Last Wednesday, Senior Magistrate Rickie Burnett concluded that the evidential threshold required to convict Granville DeFreitas for the 2017 offence, had been met by the prosecution.

Therefore, DeFreitas, a 29-year-old former member of the police force, stood convicted of having in possession, at North Union on July 4, 2017, 62.5 pounds of beef, reasonably suspected of being stolen.

The maximum prison sentence for this offence is up to six months imprisonment, but defense attorney Ronald Marks believed that a bond would instead be in order for his client, who was a first time offender.

Marks also mitigated that there was no “reported victim” in the matter.

Two prosecutors made submissions to the court, Prosecutor Sergeant Renwick Cato, making submissions first, in the absence of the prosecutor who had been involved in the matter.
Cato wished for DeFreitas to bear the weight of the uniform that he used to wear, saying, “We have to set examples, whether ex or present, we have to set examples for persons in the community,” the Sergeant stated.

In his plea for the court to send a message for what he deemed to be a serious offence, Cato expressed, “the farmers are suffering too much in St Vincent and the Grenadines because of other persons who are not planters, [who] want to be reapers.”

Afterwards, Cato yielded the floor to Prosecutor Sergeant Delroy Tittle, who had prosecuted the matter, and who was now present in the courtroom.

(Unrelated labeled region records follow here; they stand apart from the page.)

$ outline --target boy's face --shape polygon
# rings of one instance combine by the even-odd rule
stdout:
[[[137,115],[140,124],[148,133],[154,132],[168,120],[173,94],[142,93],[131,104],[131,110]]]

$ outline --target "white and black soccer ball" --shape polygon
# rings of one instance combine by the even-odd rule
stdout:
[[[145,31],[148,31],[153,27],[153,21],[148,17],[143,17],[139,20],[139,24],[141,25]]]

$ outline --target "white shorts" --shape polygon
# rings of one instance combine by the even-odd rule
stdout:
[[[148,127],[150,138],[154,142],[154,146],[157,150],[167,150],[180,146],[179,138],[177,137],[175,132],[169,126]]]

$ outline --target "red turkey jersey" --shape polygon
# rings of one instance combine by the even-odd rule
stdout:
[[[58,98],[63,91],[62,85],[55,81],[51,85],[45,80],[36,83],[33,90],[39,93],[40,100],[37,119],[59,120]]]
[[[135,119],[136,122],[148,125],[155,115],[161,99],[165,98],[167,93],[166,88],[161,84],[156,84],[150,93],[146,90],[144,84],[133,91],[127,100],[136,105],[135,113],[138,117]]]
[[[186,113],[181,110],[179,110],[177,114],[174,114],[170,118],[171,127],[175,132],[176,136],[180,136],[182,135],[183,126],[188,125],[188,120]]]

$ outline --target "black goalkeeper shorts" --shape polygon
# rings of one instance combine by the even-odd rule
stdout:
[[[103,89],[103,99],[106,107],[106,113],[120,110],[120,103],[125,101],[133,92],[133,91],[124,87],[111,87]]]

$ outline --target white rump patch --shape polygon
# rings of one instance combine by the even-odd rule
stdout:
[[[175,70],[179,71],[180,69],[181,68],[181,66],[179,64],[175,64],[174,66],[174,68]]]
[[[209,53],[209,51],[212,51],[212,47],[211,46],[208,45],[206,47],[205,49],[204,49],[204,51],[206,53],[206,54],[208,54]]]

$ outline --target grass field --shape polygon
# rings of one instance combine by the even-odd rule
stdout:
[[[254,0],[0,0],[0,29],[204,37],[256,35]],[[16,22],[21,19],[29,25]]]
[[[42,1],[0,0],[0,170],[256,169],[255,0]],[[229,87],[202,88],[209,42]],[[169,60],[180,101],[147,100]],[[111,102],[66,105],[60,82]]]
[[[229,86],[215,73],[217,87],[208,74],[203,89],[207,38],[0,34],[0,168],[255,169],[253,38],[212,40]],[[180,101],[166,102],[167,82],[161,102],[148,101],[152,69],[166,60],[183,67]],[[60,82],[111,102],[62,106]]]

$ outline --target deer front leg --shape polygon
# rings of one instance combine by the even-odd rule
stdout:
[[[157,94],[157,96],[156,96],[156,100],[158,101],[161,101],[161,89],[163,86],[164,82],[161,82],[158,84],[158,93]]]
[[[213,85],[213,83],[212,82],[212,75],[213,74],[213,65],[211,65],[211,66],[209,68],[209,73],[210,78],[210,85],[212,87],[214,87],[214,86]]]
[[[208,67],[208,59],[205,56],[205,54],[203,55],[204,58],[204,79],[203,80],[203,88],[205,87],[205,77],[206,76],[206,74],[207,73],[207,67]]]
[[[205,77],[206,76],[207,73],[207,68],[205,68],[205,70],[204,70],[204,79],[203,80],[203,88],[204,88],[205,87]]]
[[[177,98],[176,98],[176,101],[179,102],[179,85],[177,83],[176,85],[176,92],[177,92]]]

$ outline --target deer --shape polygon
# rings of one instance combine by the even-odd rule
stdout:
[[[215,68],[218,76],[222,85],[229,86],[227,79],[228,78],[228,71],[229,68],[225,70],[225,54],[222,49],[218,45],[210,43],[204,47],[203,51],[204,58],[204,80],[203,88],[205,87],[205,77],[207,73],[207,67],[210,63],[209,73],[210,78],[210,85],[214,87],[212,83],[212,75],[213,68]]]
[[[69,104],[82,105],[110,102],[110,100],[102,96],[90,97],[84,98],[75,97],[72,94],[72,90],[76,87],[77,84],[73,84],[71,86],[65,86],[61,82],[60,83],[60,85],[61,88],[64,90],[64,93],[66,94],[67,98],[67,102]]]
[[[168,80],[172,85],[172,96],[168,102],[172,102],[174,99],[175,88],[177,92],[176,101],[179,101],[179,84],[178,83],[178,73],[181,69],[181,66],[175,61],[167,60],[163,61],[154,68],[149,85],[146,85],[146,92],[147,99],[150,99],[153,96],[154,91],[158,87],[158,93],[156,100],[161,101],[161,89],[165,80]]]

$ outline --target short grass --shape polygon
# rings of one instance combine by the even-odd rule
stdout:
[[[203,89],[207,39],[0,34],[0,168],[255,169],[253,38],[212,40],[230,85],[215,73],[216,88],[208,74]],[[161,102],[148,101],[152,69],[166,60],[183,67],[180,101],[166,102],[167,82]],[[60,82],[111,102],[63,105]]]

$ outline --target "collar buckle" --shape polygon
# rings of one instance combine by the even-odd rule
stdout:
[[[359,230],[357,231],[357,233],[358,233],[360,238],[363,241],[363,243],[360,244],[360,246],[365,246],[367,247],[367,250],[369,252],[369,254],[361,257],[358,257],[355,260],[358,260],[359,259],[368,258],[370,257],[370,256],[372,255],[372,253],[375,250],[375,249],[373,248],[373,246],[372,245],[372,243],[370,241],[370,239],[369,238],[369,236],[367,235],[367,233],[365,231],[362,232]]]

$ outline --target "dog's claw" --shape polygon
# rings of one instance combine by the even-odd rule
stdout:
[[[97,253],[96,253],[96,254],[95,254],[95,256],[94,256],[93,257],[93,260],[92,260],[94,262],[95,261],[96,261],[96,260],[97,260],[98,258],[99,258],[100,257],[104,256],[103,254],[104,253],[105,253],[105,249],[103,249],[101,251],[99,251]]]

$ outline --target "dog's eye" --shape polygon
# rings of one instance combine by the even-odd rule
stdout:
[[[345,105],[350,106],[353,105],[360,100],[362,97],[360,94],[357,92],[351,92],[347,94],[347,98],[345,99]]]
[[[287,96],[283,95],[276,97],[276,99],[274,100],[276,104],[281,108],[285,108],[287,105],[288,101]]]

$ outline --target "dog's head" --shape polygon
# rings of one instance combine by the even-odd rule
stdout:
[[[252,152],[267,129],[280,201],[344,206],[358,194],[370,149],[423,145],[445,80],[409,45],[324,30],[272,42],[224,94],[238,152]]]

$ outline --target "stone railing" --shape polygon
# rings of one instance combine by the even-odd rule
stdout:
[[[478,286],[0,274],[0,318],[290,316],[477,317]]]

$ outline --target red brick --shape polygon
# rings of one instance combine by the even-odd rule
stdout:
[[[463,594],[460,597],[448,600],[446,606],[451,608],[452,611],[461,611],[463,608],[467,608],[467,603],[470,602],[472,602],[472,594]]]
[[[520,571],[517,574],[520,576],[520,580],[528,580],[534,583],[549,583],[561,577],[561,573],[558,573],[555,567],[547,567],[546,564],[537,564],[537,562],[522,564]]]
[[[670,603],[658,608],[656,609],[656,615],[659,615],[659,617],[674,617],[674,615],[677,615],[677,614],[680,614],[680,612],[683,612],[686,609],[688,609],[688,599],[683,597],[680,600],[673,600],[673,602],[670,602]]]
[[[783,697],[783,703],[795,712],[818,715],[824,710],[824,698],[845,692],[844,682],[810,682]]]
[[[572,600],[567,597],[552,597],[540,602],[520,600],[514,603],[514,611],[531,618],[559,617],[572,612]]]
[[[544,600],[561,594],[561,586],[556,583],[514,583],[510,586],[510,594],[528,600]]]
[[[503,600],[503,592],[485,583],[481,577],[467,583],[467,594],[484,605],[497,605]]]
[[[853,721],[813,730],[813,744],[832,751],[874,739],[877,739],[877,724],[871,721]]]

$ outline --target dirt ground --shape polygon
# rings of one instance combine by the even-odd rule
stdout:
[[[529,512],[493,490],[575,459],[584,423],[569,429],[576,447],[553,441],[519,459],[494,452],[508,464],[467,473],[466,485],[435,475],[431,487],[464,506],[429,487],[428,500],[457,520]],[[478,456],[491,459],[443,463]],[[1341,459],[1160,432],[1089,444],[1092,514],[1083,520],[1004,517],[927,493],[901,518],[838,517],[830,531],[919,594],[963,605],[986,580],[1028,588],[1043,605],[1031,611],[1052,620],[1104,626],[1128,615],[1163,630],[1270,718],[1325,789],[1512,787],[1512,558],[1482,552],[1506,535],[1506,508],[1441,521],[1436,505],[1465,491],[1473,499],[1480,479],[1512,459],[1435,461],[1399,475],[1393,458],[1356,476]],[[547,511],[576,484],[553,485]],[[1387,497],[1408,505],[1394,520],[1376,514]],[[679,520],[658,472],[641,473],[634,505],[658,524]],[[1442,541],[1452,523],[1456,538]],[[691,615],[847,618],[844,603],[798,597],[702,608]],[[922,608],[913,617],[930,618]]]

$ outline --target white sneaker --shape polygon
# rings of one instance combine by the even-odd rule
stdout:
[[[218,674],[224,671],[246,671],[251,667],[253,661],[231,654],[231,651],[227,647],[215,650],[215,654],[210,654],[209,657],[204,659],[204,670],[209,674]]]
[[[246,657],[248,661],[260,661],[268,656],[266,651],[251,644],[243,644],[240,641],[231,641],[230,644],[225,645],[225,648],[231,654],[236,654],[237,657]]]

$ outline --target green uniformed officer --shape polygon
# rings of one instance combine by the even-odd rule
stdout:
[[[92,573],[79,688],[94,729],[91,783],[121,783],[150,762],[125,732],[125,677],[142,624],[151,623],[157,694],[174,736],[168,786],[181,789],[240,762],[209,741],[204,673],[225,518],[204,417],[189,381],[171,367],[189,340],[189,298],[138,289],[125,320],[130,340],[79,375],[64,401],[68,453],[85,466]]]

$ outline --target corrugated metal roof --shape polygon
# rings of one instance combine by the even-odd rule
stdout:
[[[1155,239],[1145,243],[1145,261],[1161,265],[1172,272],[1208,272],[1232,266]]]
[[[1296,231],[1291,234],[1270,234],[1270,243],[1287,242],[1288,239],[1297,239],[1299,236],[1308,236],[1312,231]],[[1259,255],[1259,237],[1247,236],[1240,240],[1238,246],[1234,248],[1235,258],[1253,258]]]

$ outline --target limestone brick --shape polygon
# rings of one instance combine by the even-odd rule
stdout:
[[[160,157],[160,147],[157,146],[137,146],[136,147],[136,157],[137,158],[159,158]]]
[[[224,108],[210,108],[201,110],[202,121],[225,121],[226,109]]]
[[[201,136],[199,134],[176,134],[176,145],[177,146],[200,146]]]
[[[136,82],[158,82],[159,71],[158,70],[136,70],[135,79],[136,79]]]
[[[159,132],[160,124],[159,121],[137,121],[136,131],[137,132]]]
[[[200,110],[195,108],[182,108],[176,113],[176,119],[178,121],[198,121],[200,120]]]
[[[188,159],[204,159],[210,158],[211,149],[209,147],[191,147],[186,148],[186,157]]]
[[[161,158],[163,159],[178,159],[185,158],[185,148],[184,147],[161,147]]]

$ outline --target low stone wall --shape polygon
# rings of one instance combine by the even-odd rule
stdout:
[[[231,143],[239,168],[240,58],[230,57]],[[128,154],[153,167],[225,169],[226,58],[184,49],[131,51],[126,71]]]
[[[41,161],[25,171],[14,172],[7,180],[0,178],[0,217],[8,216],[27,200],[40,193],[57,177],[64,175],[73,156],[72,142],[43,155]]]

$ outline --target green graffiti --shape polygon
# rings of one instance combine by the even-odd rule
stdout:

Tittle began by stating, “There is a farmer who lost a bovine, a young cattle…”

Marks immediately rose to object to this statement, dismissing it as speculation, and stated that the case was not one of theft.

When Tittle continued, saying that there was a farmer who would never be compensated, Marks interjected “What he name?”

Tittle had asked that the court impose a jail sentence, and cited a case for which, he said, that the six months imprisonment had been imposed.

This caused Marks to say that he would put his head on the chopping block that no magistrate in St Vincent and the Grenadines would impose the maximum on a guilty plea.

Marks made further submissions that Parliament did not agree with Cato that the offence was serious, and that it could not compare to theft, where 14 years is the maximum sentence.

“In the circumstances we submit that this is not an offence where there is no other appropriate punishment but prisons. And your honour, it is unfair, to clothe the defendant in a uniform that he has surrendered,” Marks ended.

Burnett stated that he was not minded to impose a custodial sentence in the case. He continued that he believed a fine to be appropriate.

The magistrate gave the unemployed man until March 15 to pay a fine of $1500, in default of which DeFreitas will spend three months in prison.